As you can tell, I was pretty irate while writing this post and I’m not even published yet. (I have to say “I’m not even published yet” because I’m trying to be positive after writing this excessively salty post). Putting my personal vendettas aside, here is a comprehensive list of eleven things you should never say to a writer:
- Can you make me a character in your book? Um no. A few years ago, a girl at my school asked me if she could be a character in my book and I named my villain after her. Don’t ask a writer if you can be in her book unless you want to become the bad guy.
- Am I a character in your book? If you’re asking me this, it probably means you annoy me. So, yes, you probably are.
- Can I have a free copy? Writing is a job. You wouldn’t ask a doctor for a free exam, so don’t ask a writer for a free book.
- How much money do writers make? You have to be joking.
- I have this amazing idea for a book and I think you should write it. Trust me, I’ve got enough ideas bouncing around my head to last a lifetime.
- Can I read your book? You can buy my book like the rest of the population. Until then, shoo.
- I found a typo in your book. Great. Thanks for rubbing my errors in my face. As if my fear of publishing a subpar book and the corresponding anxiety weren’t enough.

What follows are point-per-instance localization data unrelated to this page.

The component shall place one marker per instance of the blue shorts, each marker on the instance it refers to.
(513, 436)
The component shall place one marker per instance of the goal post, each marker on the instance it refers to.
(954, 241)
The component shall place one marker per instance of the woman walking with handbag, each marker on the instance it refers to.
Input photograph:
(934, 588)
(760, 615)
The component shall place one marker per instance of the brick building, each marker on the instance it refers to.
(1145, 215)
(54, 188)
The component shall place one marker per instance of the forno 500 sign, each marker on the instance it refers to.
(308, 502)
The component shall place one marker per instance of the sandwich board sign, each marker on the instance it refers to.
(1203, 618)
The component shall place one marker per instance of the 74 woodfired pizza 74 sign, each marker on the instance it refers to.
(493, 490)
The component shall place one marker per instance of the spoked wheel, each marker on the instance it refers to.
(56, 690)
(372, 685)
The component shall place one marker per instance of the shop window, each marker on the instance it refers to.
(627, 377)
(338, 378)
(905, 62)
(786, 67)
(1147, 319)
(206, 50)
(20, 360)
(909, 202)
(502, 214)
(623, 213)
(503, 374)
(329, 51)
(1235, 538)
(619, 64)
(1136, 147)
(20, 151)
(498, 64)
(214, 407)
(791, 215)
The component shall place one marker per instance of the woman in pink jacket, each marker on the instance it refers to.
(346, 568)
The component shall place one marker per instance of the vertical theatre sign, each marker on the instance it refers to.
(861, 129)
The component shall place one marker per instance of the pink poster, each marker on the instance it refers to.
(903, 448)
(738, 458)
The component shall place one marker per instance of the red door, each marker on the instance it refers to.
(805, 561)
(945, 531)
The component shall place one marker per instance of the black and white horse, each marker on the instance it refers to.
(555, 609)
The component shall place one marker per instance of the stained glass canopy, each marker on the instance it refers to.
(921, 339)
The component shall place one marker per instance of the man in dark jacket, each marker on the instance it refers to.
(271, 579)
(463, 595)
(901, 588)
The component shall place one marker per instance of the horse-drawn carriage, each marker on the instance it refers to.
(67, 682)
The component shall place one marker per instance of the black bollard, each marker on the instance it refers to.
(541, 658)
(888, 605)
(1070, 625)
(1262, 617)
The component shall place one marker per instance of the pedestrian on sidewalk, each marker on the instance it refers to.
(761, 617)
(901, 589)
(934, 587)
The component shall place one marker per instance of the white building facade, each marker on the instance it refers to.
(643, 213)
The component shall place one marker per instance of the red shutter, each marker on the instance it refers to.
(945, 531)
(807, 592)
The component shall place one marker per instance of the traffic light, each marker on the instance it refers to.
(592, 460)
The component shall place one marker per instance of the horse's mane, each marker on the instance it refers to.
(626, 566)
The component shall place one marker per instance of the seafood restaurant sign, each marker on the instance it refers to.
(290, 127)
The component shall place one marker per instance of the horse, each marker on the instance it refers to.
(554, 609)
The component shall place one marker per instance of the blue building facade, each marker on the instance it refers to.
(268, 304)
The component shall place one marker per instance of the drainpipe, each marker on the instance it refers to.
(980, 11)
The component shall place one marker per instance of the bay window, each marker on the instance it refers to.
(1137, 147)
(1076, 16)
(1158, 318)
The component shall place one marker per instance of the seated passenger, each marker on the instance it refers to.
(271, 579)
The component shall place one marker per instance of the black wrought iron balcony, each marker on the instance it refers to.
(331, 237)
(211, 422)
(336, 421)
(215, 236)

- No, like what do you actually do? Do you know how close I am to throwing an uncapped pen at your face right now?
- I could be a writer too if I only had the time. Believe me, honey: we have no more time than you in the day. If you really want to write a book, stop talking to me and go write a book.
- Your job is so easy. HA. Yeah, tell that to my sleep deprivation.
- Why isn’t your book finished yet? You know, I’ve been asking myself the same question since I started the damn thing. Thanks for reminding me.
What else should you never say to a writer? Has anyone ever said these things to you?